Song by Ara Gevorgyan

from the album Ani
- Released: 1999
- Genre: Instrumental folk
- Length: 5:35
- Label: Eye Records

= Artsakh (song) =

"Artsakh" («Արցախ») is an instrumental folk composition by Armenian contemporary composer Ara Gevorgyan, released in 1999 as part of his album Ani. The composition was written in 1997. In 1998, Gevorgyan registered the rights to all works from the album, including "Artsakh", with the United States Library of Congress.

The recording featured Ara Gevorgyan, the Armenian National Philharmonic Orchestra (ANPO), Djivan Gasparyan (duduk), and Norayr Sharoyan (dhol).

The piece became widely popular in Armenia and among the Armenian diaspora.

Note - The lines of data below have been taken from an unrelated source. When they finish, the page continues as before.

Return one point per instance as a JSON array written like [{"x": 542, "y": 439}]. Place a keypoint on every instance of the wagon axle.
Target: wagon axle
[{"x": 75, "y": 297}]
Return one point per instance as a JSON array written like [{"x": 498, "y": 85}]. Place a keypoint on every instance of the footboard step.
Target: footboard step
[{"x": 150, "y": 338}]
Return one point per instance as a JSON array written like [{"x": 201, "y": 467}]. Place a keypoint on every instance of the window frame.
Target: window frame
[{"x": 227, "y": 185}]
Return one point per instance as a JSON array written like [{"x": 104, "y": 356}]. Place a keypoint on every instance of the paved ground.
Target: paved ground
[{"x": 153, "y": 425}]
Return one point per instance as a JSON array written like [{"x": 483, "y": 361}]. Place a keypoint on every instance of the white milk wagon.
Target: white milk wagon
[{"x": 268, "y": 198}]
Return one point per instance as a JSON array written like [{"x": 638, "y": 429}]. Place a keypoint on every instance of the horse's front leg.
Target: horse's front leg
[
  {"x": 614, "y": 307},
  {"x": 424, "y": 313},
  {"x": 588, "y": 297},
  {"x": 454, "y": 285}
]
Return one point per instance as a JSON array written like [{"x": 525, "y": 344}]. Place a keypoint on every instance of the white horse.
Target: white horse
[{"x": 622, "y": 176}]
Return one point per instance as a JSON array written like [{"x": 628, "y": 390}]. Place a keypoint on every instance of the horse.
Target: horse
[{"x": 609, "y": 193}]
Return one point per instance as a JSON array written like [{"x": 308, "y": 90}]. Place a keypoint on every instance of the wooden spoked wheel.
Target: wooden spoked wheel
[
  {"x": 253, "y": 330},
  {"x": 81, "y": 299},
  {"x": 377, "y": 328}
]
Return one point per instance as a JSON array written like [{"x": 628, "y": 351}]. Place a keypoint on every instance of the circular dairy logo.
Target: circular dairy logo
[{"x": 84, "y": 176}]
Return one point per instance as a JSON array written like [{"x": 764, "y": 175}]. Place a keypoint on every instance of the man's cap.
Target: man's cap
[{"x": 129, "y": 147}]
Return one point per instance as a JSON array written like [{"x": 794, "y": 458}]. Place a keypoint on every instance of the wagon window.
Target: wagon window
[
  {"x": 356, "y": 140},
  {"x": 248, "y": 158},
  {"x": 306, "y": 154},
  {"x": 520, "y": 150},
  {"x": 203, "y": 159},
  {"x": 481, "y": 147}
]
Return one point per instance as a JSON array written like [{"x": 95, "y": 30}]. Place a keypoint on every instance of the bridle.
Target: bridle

Over the years, it has been performed at cultural and political events and has been used by figure skaters, gymnasts, and other athletes in international competitions.

Gevorgyan later released a documentary film titled Story about Artsakh Music, in which he discusses the history and creation of the piece.

==Name==
Artsakh was one of the 15 provinces of the ancient Kingdom of Armenia. Today, the name "Artsakh" is still used for the Nagorno-Karabakh region of Azerbaijan which corresponds to this historical province by Armenians. The region where the Armenians were the majority achieved de facto independence which would last until 2023 alongside the Armenian forces during the bloody war with Azerbaijan in 1988-94. The war is seen by Armenians as liberation of their historic lands and the song is a tribute to the Armenian victory.

==Usage in sports==

Parts of "Artsakh" have been used in sports, including:

| Year | Athlete | Country | Sport | Event(s) | Ref |
|---|---|---|---|---|---|
| 2001–02 | Alexander Abt | Russia | Figure skating | All season long, including at the 2002 Winter Olympics |  |
| 2005–06 | Elene Gedevanishvili | Georgia | Figure skating | All season long, including at the 2006 Winter Olympics |  |
| 2007 | Dinara Gimatova | Azerbaijan | Gymnastics |  |  |
| 2007-08 | Vazgen Azrojan Anastasia Grebenkina | Armenia | Figure skating | Original dance |  |
| 2008 | Aliya Yussupova | Kazakhstan | Gymnastics |  |  |
| 2009 | Holon Israel | Israel | Figure skating |  |  |
| 2009 | Vic Darchinyan | Armenia | Boxing | Entrance song |  |
| 2010 | Dou Baobao | China | Gymnastics | 2010 Corbeil-Essonnes International Rhythmic Gymnastics Tournament |  |
| 2010 | Marta Koczkowska | Poland | Gymnastics | 2009 Corbeil-Essonnes International Rhythmic Gymnastics Tournament |  |
| 2010 | Giorgio Petrosyan | Italy | Kickboxing | Entrance song |  |
| 2013 | Victoria Moors | Canada | Gymnastics | 2013 AT&T American Cup |  |
| 2013 | Gegard Mousasi | Netherlands | Kickboxing | Entrance song |  |
| 2014 | Susianna Kentikian | Germany | Boxing | Entrance song |  |
| 2016 | Seda Tutkhalyan | Russia | Gymnastics | All season long, including at the 2016 Summer Olympics |  |
| 2020-21 | Adeliia Petrosian | Russia | Figure skating | All season long, including at the 2021 Russian Junior Championships |  |
| 2026 | Karina Akopova and Nikita Rakhmanin | Armenia | Figure skating | All season long, including at the 2026 Winter Olympics |  |

- Other
- Pan-Armenian Games
- In a Russian TV show called "Ice Age" broadcast by the Channel One in 2007 Russian singer Aleksandra Savaleva and a Russian-born Israeli ice dancer Sergei Sakhnovski performed figure skating with this song.

==Controversy==
In 2007 Azerbaijani ambassador in Russia and former singer Polad Bülbüloğlu alleged that "Artsakh" contains an Azerbaijani song. Ara Georgyan responded that Bülbüloğlu's statements were a result of confusion from an incident that occurred during one of the episodes of the Russian TV show "Ice Age" broadcast by Channel One. During the performance of Russian singer Aleksandra Savaleva (ru) and Israeli ice dancer Sergei Sakhnovski, it was initially announced that the song they were going to use was called "Armenian dance" by Ara Gevorgyan, but instead a song called "Sene de galmaz" by Azerbaijani composer Tofig Guliyev was played and only after that a small portion of "Artsakh" was played. Ara Gevorgyan suggested that Azerbaijanis tried to justify Dinara Gimatova's use of the song without his permission in a 2005 grand-prix.